Walkerana leptodactyla
- Conservation status: Vulnerable (IUCN 3.1)

Scientific classification
- Kingdom: Animalia
- Phylum: Chordata
- Class: Amphibia
- Order: Anura
- Family: Ranixalidae
- Genus: Walkerana
- Species: W. leptodactyla
- Binomial name: Walkerana leptodactyla (Boulenger, 1882)
- Synonyms: Indirana leptodactyla (Boulenger, 1882)

= Walkerana leptodactyla =

- Authority: (Boulenger, 1882)
- Conservation status: VU
- Synonyms: Indirana leptodactyla (Boulenger, 1882)

Species of amphibian

Walkerana leptodactyla is a species of frog endemic to the southern Western Ghats in Kerala and Tamil Nadu states of southern India. Precise reports are from Anaimalai hills, Palni hills, Meghamalai, Travancore hills and Agasthyamalai.

==Description==
Vomerine teeth in two oblique groups just behind the level of the choanae. A free, pointed papilla on the middle of the tongue. Head moderate, rather depressed; snout blunt, with moderate canthus rostralis; interorbital space as broad as, or a little narrower than, the upper eyelid; tympanum distinct, half the diameter of the eye. lingers moderate, first not extending as far as second; toes one-third or one-fourth webbed; tips of fingers and toes dilated into small but well-developed disks; subarticular tubercles well developed; a small, oval, inner metatarsal tubercle; no tarsal fold. Tibio-tarsal articulation reaching the tip of the snout or beyond. Skin of the back with short longitudinal glandular folds; a fold from the eye to the shoulder. Olive or brownish above, mottled with darker; a more or less distinct subtriangular dark spot between the eyes, often limited in front by a light cross band; sometimes a light vertebral band; a black band along the canthus rostralis, and a black temporal spot; limbs cross-barred; beneath, immaculate or spotted with brown, sometimes brown dotted with white.
From snout to vent 1.3 inches.

==Habitat==

This frog has been observed exclusively in forests, though some have been found where forest meets specific types of farms, such as tea plantations. It is terrestrial, often found among leaf litter. This frog has been observed between 1000 and 2310 meters above sea level.

==Life cycle==

The frog lays eggs on wet rocks. This frog's tadpoles are not free-swimming. Rather, they live on the surfaces of wet rocks and on moss, moving using their strong tails and hind legs, which grow in at a younger age than those of tadpoles of other species.

==Threats==

Scientists classify this frog as vulnerable to extinction because of its small range.
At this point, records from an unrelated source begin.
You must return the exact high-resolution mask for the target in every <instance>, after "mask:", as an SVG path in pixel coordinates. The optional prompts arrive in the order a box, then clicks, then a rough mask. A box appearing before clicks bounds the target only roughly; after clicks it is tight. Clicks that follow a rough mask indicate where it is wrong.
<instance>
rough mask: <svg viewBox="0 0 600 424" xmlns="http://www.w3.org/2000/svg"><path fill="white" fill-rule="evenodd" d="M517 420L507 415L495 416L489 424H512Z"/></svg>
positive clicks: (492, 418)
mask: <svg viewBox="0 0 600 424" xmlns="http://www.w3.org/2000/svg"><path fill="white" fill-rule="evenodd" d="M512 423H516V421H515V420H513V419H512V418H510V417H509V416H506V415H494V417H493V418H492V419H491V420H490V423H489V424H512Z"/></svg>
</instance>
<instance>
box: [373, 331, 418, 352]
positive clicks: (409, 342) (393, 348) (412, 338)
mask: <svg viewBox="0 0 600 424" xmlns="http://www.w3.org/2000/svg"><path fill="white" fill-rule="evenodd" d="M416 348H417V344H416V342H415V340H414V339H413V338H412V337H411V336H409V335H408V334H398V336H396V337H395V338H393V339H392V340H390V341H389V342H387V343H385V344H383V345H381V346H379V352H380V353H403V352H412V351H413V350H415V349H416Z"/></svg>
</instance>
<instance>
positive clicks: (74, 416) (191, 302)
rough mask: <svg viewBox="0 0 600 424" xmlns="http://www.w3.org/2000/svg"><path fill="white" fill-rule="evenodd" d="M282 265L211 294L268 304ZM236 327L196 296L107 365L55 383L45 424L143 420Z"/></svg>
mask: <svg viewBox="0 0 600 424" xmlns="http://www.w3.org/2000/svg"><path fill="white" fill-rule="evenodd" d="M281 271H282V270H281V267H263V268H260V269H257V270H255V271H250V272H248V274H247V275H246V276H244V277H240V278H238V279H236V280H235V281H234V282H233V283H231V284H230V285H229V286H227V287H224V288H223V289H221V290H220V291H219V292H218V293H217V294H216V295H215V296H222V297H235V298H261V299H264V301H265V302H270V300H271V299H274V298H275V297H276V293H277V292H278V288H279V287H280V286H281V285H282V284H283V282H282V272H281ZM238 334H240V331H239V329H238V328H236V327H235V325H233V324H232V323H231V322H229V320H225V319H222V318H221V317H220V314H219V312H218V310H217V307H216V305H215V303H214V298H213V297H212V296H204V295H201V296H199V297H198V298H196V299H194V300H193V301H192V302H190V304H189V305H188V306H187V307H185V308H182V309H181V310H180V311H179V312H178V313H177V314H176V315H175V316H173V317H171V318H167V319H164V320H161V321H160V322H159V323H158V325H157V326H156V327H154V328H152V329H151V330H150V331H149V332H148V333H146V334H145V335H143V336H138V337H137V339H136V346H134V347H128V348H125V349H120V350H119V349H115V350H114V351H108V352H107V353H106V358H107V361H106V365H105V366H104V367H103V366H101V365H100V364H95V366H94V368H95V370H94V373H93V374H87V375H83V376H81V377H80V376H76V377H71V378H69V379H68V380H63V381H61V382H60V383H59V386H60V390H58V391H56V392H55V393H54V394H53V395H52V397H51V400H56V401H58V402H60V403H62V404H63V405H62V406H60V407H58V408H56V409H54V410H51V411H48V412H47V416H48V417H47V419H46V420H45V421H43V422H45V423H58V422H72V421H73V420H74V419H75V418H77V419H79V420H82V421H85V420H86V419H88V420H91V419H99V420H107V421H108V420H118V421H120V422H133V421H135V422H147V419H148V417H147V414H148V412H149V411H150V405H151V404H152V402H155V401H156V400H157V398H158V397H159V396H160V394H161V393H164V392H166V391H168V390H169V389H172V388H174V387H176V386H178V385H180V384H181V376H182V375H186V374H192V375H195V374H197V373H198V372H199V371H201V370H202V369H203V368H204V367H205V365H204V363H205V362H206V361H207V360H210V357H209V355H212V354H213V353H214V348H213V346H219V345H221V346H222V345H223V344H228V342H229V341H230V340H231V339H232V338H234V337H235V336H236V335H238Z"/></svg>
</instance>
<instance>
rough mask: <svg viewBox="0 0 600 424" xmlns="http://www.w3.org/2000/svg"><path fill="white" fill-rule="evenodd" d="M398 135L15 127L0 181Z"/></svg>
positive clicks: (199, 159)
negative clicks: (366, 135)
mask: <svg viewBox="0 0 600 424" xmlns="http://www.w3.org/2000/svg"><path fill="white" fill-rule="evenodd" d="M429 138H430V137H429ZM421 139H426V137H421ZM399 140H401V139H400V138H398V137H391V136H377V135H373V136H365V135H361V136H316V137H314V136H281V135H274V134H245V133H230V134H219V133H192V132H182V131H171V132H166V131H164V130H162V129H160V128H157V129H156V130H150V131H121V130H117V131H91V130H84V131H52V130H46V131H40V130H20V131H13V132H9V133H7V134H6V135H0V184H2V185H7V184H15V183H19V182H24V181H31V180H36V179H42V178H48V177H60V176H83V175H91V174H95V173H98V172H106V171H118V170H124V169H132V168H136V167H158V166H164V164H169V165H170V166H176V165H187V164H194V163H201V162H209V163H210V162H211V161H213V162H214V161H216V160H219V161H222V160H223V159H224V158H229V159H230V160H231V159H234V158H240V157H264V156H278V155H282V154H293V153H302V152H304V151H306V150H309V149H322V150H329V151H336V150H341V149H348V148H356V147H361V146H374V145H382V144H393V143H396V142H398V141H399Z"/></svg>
At least four the places within this range are protected parks: Periyar Tiger Reserve, Kalakad Mundanthurai Tiger Reserve, Anamalai Tiger Reserve, and Eravikulam National Park. Because many former forested areas have been cut down, the frogs in the remaining patches cannot move between sites. Land conversion to agriculture also poses some threat. Landslide prevention involving shortcrete to shore up roadsides can fill in the cracked rock that the frogs need to breed.

Scientists have seen the fungus Batrachochytrium dendrobatidis on this frog, but they do not know its mortality or morbidity. Batrachochytrium dendrobatidis causes the fungal disease chytridiomycosis.